Court documents indicate that the group (Keres Self Help Group) approached the former President in a bid to purchase part of the land adjacent to his Kabarak Farm belonging to Rift Valley Hatcheries Limited that was owned by Mzee Moi. The group had raised about Sh18 million and wanted 40 acres. Upon deliberations with the clansmen, the court heard, the former President opted to gift them with the land as their money was not sufficient to purchase such a prime parcel.
An acre in the area is valued at about Sh10 million. The court heard that the senator was always present during negotiations and transactions between Mzee Moi and his clansmen.
“The plaintiffs withdrew the money (Sh18 million) to pay the late president at his residence, but he instructed them to pay it to Senator Moi, who further instructed them to deposit it in his bank accounts,” reads the plaint.
The petitioners say Mzee Moi instructed a surveyor to subdivide the land into three parts of 40 acres to the group, 30 to Kabarak University vice chancellor Henry Kiptiony Kiplagat and 30 acres to the senator. The group’s parcel was to be transferred to its chairman, Simon Yator, before the title could be transferred to individual members. The court heard that Mzee Moi instructed the members to get a lawyer to draw all transactions, subdivision and transfer of parcels. Documents submitted in court show that all the transaction documents between Mzee Moi and the group were drawn and witnessed by lawyer Evans Korir Kipchenger of Korir and Kipchenger Advocates.

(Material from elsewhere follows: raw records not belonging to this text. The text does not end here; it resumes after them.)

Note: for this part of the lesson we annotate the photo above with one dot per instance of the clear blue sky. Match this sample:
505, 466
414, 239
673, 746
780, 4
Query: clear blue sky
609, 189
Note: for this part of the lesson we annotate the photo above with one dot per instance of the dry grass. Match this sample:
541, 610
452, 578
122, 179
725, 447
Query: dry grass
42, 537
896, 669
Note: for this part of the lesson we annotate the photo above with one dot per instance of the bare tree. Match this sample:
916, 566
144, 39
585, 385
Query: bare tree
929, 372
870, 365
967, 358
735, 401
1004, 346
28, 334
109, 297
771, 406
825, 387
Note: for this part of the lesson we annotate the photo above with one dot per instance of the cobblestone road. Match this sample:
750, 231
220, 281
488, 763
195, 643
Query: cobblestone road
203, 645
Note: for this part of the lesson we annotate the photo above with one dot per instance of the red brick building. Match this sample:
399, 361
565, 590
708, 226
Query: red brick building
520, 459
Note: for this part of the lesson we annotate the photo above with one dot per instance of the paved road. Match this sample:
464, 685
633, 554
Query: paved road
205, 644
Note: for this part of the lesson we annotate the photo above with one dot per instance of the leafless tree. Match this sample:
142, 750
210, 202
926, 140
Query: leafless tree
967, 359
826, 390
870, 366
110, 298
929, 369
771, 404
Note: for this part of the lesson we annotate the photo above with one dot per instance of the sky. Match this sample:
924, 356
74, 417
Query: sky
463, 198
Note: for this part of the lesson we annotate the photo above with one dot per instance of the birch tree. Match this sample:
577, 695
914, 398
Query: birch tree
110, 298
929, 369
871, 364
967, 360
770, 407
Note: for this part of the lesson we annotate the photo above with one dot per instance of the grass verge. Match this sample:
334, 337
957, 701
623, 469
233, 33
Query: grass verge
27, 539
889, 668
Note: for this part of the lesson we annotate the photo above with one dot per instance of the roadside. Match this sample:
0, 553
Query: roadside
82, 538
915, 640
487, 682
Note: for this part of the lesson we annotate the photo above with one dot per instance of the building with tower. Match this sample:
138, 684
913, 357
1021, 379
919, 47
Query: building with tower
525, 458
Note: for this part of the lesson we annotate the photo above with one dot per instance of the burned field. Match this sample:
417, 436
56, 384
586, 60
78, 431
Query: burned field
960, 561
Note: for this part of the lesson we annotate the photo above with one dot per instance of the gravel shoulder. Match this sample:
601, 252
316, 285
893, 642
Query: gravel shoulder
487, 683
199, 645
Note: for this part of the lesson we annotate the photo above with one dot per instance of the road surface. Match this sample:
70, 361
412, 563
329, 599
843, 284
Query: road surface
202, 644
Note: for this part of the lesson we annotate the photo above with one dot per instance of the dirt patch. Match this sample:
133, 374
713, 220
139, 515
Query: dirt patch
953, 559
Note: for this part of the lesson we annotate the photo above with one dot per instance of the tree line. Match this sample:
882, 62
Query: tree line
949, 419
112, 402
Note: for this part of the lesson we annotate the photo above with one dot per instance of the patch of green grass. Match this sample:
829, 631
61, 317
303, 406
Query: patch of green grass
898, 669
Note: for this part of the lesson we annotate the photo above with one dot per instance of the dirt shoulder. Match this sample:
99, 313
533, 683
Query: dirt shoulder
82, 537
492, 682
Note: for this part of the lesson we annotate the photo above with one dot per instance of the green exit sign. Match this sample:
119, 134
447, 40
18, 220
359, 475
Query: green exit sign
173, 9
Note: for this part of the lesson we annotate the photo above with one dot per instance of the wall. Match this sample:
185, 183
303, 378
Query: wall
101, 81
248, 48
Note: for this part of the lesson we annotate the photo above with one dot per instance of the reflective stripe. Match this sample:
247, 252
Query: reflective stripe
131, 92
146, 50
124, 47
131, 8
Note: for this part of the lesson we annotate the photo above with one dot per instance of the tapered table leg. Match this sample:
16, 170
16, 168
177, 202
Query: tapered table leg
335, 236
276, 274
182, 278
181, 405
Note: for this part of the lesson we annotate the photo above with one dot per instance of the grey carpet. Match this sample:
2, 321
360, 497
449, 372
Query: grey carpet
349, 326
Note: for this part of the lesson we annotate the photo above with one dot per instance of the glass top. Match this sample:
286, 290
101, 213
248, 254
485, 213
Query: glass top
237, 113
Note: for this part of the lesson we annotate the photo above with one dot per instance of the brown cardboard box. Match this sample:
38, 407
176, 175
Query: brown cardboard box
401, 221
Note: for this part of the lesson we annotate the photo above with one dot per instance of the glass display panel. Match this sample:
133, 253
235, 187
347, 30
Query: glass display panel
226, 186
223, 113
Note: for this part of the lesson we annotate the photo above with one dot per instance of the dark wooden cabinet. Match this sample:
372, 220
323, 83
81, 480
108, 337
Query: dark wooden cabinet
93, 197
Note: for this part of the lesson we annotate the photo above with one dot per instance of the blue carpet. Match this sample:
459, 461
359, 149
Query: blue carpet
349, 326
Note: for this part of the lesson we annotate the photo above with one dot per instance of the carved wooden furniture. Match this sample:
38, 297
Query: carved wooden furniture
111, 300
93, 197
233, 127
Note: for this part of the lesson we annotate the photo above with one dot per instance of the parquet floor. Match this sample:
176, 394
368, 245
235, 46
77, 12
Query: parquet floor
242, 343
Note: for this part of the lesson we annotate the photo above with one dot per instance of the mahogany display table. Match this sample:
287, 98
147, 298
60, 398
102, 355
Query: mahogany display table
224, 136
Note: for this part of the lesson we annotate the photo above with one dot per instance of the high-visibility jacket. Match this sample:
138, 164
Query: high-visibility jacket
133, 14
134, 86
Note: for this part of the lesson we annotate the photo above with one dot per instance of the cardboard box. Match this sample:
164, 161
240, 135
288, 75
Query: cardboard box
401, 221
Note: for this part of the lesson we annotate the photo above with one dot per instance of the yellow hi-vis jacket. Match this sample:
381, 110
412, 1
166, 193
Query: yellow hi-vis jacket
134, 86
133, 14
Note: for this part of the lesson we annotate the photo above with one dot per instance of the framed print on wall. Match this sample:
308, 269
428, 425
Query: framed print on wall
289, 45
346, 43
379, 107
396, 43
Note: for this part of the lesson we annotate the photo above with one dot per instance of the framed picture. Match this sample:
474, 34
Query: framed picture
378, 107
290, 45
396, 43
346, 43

Upon getting its portion, the group members say they subdivided, occupied and developed it as they waited for the title to be processed by the senator. “Despite passing on, the late had concluded the transaction and had drawn and signed all the transfer documents to the plaintiffs and that was left for the defendant to do on his behalf was to issue title deed to the plaintiffs.”
However, the court heard that the senator called the group in March and informed them of his plan to make adjustments to the initial subdivision plan by hiving off about eight acres from the group’s 40 acres. The members objected to the move, arguing they had subdivided the land among themselves and each person had occupied it with their family members. A standoff with the legislator prompted them to file the present court case.
They sued to bar the senator and the lands registrar from interfering with their occupation of the land. They are seeking orders declaring them the legal owners of the land and compelling the Senator to issue them with the title. However, Senator Moi, in his response filed on June 27, dismissed the claims as unfounded. He denied being part of the transactions and disputed any transaction between his father and the clansmen, whom he described as busy bodies.
“The applicants claim that they were given 40 acres, yet they claim they paid me Sh18 million for the purchase of the same parcel of land. Why were they paying such a huge amount for a gift?”
He urged court to dismiss the suit. Justice Lynette Omollo directed the parties to file and serve documents before the matter is mentioned on July 26.